The woman who once railed so justifiably against UNESCO’s victimisation of the Jewish State also signed the noxious statement headed “Our cultural boycott of Israel starts now” that appeared in The Guardian on 13 February 2015: [https://artistsforpalestine.org.uk/2015/02/13/guardian-our-cultural-boycott-of-israel-starts-now/] and which announced so egotistically:
Along with more than 600 other fellow artists, we are announcing today that we will not engage in business-as-usual cultural relations with Israel. We will accept neither professional invitations to Israel, nor funding, from any institutions linked to its government. Since the summer war on Gaza, Palestinians have enjoyed no respite from Israel’s unrelenting attack on their land, their livelihood, their right to political existence. “2014,” says the Israeli human rights organisation B’Tselem, was “one of the cruellest and deadliest in the history of the occupation.” The Palestinian catastrophe goes on. Israel’s wars are fought on the cultural front too. Its army targets Palestinian cultural institutions for attack, and prevents the free movement of cultural workers. Its own theatre companies perform to settler audiences on the West Bank – and those same companies tour the globe as cultural diplomats, in support of “Brand Israel”. During South African apartheid, musicians announced they weren’t going to “play Sun City”. Now we are saying, in Tel Aviv, Netanya, Ashkelon or Ariel, we won’t play music, accept awards, attend exhibitions, festivals or conferences, run masterclasses or workshops, until Israel respects international law and ends its colonial oppression of the Palestinians.
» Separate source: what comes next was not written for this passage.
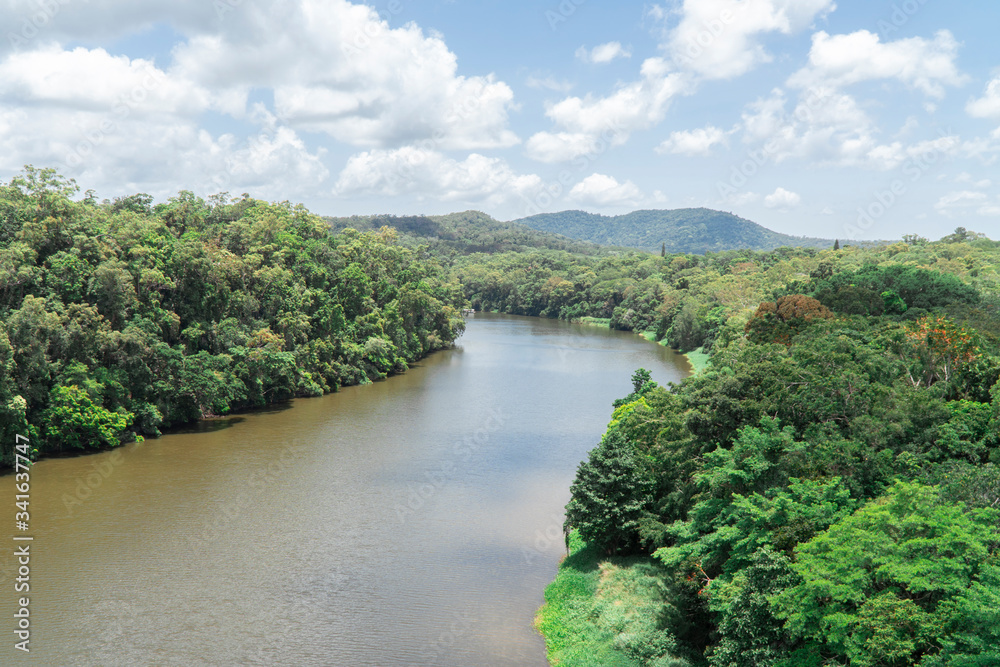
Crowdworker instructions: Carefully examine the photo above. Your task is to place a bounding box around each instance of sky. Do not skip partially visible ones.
[0,0,1000,240]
When I told a friend that I was writing this Elder post on the subject of Ms Reid Banks’s lurch from an arch-champion of Israel into a foe, my friend, noting her advanced aged, suggested “Perhaps she’s gone senile”. I am not so sure. Still, I find that that explanation for her volte-face has also occurred to others, such as this exchange by commenters regarding the above announcement [https://disqus.com/home/discussion/harrysplace/british_artists_respond/]:
Commenter One:
I have to admit I was quite shocked and upset to see Lynne Reid Banks on the list. I read "The L-Shaped Room" in 1978 while travelling in Europe and Israel and enjoyed it immensely. She was very familiar with Israel, lived there on kibbutz for 8 years and it showed in her work. She's quite old now so perhaps senility has set in. It's one thing for an artist who clearly identified with Israel's left to be critical of a right-wing government, but quite another to sign on to a cultural boycott. I am sad and disgusted, and find myself hoping it's dementia, which is sad in itself.
Commenter Two:
Without being able to go into specifics, I know something of Lynne Reid Banks' behaviour in respect of obligations to her Jewish family connections which show her in a less than wonderful and egocentric light. I'm not in the least surprised by her being on this list. She severed her connections with Israel long ago. The Israel she was interested in is a fantasy of kibbutz life that might have been credible in 1962 but is long past.
Commenter One (again)
By her action signing this petition, I wouldn't question anything you've written. What a dreadful "journey" (god how I hate that word) she's been on since then.
Commenter Three
That was my reaction too. Hers was the only name that took me aback.